Désormais, "la logique du droit commun, je la vois au niveau local", espère François Lamy, qui a pu constater, en préparant les conventions signées et à venir, combien "les administrations centrales ne sont pas organisées pour s'occuper des quartiers prioritaires". Exception faite de la convention avec le ministère du Travail qui a acté la création de 10.000 "emplois francs" en trois ans, l'ambition de porter de 17% à 30% la part des jeunes des quartiers bénéficiaires des emplois d'avenirs et l'engagement que sur les 2.000 nouveaux recrutements prévus chez Pôle emploi, 400 seront affectés spécialement dans les quartiers.
La réforme de l'éducation prioritaire à la peine
D'autres ministères, pourtant concernés par la politique de la ville, traînent des pieds : l'Intérieur, l'Education nationale, l'Enseignement supérieur et la Recherche, l'Economie solidaire, le Tourisme, la Culture...
La convention avec le ministère de l'Intérieur serait signée quand le gouvernement sera au clair sur sa politique d'intégration et son "dispositif de gouvernance" pour y répondre. Ce qui peut prendre un peu de temps…

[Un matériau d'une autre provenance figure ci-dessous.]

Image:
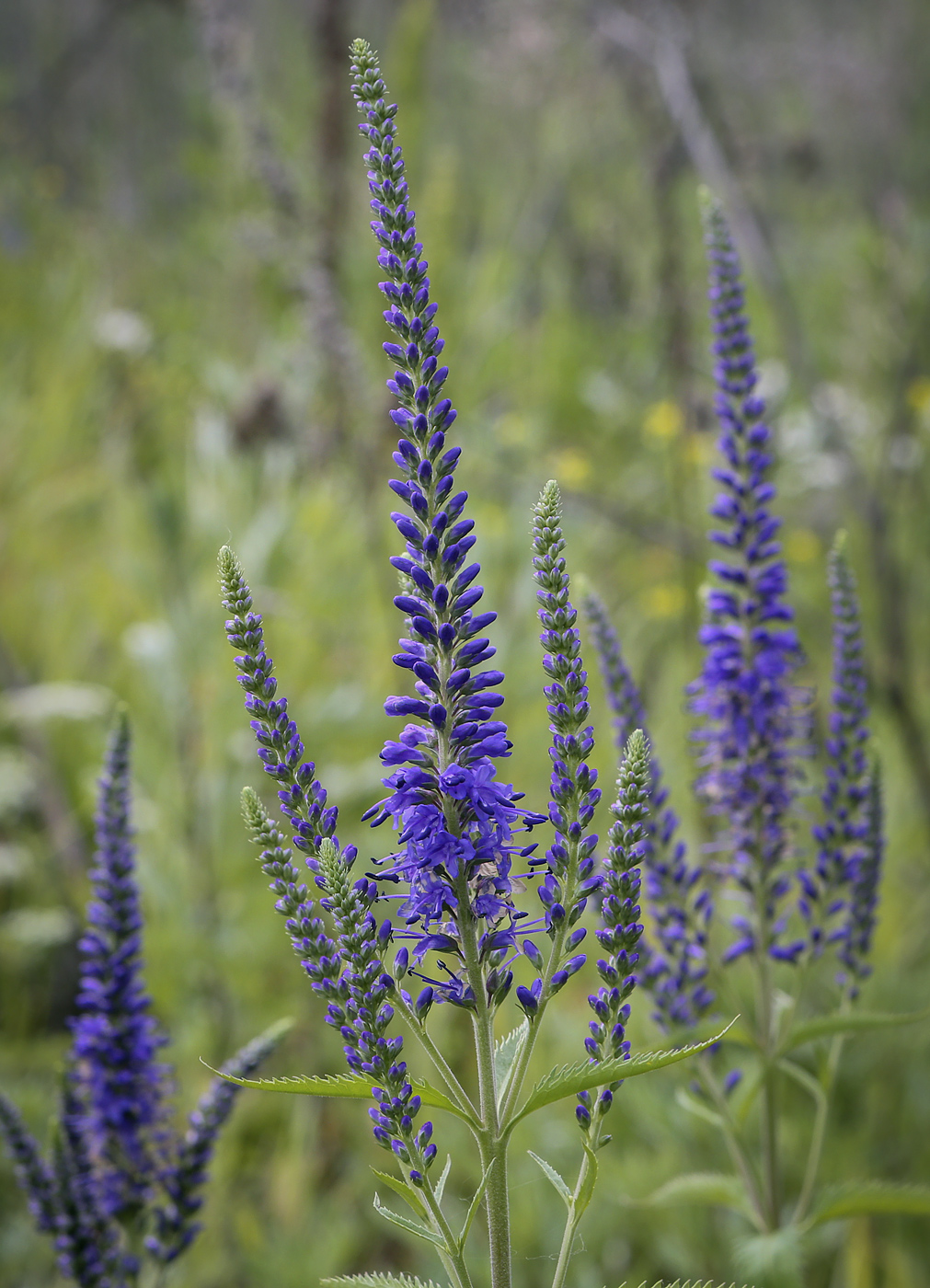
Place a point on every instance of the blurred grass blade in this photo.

Très délicate sera la convention avec l'Education nationale. Concernant les créations de postes d'enseignants, François Lamy aimerait que 25% des 60.000 nouveaux postes, promis par François Hollande sur le quinquennat, soient fléchés vers les quartiers, ce que le ministère de Vincent Peillon serait peu enclin à accepter. Il est vrai qu'il faudrait d'abord savoir de quel "quartier" on parle. Et là, pourraient se heurter deux conceptions de la géographie prioritaire, l'une dessinée par l'Education nationale, l'autre par la Ville : un scénario que François Lamy redoute évidemment. Les Assises de l'éducation prioritaire, programmées par les deux ministères en novembre prochain (voir notre article ci-contre du 24 juillet 2013), seraient l'occasion d'annoncer et de formaliser une doctrine commune.
Valérie Liquet
(*) Plus exactement : les quartiers prioritaires seront ceux dont la population affiche des revenus inférieurs à 60% du revenu fiscal médian de référence national (soit environ 11.000 euros par an), pondéré par le revenu fiscal local de l'unité urbaine. Des territoires, qui concentrent la pauvreté mais n'étaient pas jusque-là bénéficiaires de crédits de la politique de la ville, pourraient alors y prétendre, comme des quartiers de l'agglomération de Guéret (Creuse) et de celle d'Auch (Gers). Voir notre article ci-contre du 11 juin 2013.